Gapping higher on the charts in the past week, Zillow stock is hovering around the $55 region for the first time since the beginning of March. The equity has risen an impressive 42.3% in the last month, and is now up 19.6% year-to-date. However, the shares remain a distance off their Feb. 20 record high of $66.96.
Coming into today, seven out of 19 analysts sported a "strong buy," with 10 at a tepid "hold," and the remaining two split between a "strong sell" or "sell." Meanwhile, the 12-month consensus price target of $47.18 is a 13.5% discount to current levels.

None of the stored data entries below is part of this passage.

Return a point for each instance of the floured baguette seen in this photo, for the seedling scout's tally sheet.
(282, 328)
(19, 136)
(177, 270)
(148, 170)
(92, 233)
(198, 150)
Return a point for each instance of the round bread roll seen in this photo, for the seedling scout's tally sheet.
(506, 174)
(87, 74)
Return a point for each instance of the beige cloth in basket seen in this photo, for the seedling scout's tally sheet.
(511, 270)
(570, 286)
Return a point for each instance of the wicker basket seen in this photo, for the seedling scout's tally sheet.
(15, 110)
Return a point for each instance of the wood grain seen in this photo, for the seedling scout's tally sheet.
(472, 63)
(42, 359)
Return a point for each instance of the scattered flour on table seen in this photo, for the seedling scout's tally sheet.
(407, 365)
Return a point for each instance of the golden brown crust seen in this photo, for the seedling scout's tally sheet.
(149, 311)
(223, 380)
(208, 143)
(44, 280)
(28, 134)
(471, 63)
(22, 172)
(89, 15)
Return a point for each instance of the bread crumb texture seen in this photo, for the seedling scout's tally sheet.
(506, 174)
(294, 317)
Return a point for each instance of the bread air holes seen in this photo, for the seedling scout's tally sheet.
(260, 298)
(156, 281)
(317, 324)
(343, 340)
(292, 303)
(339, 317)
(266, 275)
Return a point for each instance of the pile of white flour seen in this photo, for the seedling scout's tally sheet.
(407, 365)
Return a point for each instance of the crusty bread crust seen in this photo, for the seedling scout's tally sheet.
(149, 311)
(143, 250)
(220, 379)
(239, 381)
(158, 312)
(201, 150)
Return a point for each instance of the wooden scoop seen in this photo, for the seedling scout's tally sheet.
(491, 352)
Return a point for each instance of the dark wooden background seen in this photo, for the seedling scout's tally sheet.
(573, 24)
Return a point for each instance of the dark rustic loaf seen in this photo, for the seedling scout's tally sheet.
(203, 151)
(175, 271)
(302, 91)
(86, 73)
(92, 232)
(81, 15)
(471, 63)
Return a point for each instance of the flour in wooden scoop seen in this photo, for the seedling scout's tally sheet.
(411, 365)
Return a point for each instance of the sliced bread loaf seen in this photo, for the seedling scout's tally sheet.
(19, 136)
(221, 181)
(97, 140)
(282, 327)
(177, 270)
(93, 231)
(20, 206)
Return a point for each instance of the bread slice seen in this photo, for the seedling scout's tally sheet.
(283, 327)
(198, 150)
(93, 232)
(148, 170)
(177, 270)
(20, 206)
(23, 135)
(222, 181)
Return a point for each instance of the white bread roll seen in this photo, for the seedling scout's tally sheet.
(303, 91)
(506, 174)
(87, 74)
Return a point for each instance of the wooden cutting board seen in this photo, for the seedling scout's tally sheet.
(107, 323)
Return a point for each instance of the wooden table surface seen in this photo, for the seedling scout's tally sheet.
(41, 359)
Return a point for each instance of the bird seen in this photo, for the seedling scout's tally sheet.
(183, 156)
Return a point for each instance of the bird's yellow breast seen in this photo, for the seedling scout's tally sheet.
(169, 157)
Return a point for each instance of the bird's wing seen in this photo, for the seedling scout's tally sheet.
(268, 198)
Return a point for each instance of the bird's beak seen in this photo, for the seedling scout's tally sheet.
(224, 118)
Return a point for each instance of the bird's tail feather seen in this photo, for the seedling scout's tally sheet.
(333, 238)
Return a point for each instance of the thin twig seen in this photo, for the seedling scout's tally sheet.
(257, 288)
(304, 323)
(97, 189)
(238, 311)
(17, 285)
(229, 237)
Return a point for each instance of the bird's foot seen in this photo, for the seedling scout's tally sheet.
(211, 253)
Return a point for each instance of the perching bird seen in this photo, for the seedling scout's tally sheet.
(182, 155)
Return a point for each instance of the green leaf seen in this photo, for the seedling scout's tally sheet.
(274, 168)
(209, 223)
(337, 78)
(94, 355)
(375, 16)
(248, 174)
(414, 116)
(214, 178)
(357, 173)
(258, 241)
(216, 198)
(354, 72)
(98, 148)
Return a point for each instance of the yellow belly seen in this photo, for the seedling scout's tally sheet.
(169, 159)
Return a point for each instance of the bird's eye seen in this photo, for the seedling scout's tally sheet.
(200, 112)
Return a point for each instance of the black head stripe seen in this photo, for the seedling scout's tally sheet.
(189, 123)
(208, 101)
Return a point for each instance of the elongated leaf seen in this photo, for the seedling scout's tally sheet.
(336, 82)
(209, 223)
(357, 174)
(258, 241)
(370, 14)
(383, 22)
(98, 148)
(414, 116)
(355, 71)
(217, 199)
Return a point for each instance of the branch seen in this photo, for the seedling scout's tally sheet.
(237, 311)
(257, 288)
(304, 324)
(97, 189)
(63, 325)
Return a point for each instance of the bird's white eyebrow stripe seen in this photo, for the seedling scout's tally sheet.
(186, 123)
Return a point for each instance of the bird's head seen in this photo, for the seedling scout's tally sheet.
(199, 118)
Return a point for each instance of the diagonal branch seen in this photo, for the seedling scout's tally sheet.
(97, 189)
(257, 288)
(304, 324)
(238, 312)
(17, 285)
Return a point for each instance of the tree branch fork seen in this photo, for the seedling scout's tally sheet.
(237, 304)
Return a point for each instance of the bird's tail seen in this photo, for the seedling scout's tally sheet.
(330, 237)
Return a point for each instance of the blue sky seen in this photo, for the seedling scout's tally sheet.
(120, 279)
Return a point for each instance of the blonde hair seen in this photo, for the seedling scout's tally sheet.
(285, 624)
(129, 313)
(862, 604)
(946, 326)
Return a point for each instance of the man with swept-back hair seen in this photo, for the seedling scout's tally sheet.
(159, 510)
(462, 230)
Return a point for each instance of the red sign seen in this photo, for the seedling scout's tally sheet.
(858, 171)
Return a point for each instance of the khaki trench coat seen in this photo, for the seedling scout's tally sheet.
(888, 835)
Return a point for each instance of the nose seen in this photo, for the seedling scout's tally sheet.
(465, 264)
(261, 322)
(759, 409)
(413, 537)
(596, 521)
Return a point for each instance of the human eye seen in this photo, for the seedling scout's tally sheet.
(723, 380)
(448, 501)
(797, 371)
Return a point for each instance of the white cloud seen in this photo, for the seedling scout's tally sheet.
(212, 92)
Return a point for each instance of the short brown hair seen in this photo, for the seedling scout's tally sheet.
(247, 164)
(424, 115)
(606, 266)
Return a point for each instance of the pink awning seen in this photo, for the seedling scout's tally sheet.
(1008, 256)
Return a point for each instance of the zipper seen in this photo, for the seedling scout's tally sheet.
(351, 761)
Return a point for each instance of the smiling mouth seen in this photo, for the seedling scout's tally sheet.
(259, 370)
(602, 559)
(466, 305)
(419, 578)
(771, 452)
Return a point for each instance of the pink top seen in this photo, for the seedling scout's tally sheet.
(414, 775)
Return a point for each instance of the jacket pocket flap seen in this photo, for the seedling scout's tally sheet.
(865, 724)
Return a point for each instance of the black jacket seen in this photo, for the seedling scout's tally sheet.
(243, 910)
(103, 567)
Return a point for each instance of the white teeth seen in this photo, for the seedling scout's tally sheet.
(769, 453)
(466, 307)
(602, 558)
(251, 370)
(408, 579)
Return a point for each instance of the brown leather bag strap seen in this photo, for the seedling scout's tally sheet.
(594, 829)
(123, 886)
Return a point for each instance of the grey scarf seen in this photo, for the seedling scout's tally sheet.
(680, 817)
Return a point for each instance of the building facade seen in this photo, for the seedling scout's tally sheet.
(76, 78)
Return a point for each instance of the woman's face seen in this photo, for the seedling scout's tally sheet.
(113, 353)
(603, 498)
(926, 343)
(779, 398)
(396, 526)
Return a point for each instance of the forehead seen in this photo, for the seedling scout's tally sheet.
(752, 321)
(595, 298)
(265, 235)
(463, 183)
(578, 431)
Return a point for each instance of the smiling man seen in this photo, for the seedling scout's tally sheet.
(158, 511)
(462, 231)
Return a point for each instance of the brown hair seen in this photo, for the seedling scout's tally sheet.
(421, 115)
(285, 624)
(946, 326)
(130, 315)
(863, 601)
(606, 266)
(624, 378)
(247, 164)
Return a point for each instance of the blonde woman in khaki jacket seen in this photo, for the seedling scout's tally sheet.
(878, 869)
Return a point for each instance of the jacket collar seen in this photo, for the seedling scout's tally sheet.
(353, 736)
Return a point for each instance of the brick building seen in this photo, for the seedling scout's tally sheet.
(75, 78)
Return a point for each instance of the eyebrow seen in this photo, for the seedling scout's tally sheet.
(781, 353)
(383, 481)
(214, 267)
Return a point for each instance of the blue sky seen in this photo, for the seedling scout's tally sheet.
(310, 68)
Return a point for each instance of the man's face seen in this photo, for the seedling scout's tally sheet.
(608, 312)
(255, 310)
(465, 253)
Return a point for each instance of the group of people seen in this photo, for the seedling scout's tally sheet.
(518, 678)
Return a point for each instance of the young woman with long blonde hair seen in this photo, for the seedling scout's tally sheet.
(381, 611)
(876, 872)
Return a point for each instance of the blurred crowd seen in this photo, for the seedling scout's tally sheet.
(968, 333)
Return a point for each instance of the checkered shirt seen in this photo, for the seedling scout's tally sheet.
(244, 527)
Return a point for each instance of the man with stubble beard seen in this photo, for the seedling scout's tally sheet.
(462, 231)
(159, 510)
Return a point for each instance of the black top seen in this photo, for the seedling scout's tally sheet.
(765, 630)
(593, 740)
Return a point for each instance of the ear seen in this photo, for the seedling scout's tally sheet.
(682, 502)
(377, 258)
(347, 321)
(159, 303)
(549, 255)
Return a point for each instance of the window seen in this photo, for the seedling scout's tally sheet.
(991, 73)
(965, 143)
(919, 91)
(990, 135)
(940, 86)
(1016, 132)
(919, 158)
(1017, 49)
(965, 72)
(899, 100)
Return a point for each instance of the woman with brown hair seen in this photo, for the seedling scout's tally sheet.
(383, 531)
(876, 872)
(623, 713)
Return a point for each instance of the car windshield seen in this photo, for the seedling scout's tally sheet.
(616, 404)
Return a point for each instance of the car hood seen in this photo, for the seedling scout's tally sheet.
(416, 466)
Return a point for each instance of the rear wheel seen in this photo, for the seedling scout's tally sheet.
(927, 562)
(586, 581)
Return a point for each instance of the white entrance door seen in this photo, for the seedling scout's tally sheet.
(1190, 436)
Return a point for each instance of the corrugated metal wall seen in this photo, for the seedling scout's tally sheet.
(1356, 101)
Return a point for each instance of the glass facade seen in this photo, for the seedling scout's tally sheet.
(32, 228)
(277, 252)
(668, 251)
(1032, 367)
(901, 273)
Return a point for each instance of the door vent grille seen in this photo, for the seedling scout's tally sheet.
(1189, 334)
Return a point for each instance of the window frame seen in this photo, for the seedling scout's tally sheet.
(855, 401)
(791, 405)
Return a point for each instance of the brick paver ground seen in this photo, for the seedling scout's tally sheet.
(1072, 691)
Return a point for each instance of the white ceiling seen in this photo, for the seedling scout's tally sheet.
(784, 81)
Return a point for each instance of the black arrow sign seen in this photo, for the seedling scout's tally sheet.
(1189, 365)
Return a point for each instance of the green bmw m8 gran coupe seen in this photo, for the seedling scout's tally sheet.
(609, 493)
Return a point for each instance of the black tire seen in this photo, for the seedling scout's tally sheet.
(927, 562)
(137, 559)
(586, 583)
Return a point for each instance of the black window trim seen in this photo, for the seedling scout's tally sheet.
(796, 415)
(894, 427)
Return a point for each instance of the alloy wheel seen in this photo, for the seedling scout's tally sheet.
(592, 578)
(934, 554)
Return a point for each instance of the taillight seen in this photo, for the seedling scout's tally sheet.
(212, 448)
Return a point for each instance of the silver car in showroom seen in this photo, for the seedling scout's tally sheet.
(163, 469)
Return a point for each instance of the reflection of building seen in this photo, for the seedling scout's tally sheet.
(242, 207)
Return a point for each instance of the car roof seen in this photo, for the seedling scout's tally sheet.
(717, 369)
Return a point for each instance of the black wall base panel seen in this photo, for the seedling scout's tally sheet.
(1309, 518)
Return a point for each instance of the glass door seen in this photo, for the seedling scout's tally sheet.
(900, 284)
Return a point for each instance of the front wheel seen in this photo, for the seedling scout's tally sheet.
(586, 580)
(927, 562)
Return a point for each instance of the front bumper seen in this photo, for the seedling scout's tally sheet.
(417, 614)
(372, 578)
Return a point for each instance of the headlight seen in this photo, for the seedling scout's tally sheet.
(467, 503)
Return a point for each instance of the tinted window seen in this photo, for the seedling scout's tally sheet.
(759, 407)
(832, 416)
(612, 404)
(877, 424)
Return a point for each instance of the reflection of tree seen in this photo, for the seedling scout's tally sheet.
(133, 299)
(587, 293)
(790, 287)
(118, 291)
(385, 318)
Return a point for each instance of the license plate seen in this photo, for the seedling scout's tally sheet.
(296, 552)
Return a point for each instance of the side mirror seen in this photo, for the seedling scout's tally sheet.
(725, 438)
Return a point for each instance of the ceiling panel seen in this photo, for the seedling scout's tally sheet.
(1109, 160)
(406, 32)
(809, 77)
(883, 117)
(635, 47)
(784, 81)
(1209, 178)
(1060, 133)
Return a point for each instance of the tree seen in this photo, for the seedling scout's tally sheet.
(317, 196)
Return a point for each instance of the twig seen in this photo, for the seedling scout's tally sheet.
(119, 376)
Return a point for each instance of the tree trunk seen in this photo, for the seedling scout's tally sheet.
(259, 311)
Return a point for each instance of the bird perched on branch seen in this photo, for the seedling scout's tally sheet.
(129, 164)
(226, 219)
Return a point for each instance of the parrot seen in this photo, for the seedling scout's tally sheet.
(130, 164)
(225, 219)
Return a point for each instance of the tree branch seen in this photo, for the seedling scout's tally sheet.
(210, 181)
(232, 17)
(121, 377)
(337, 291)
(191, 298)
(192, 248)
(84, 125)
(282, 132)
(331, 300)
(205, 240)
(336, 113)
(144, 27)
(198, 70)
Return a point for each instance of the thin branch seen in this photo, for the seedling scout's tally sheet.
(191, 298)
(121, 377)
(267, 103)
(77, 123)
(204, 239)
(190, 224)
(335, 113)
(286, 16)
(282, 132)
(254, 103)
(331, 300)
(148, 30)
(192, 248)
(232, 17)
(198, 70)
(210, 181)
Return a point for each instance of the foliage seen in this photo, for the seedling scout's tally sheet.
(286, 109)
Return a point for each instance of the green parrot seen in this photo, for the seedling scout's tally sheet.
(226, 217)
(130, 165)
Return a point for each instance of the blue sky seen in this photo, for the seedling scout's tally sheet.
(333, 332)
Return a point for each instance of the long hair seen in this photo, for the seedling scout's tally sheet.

The upbeat report has triggered a frenzy in ZG's typically quiet options pits. At last check, over 2,000 calls have changed hands, volume running at nine times the average intraday amount and doubling the number of puts traded. Leading the charge is the May 45 call, while there are new positions being sold to open at the April 65 call.
While short interest has starting falling off, down 13.1% in the last reporting period, the 3.46 million shares sold short still account for 6% of the stock's available float. It would take a little over three days to cover these bearish bets at ZG's average pace of trading, an ample amount of buying power that could keep the wind at the stock's back.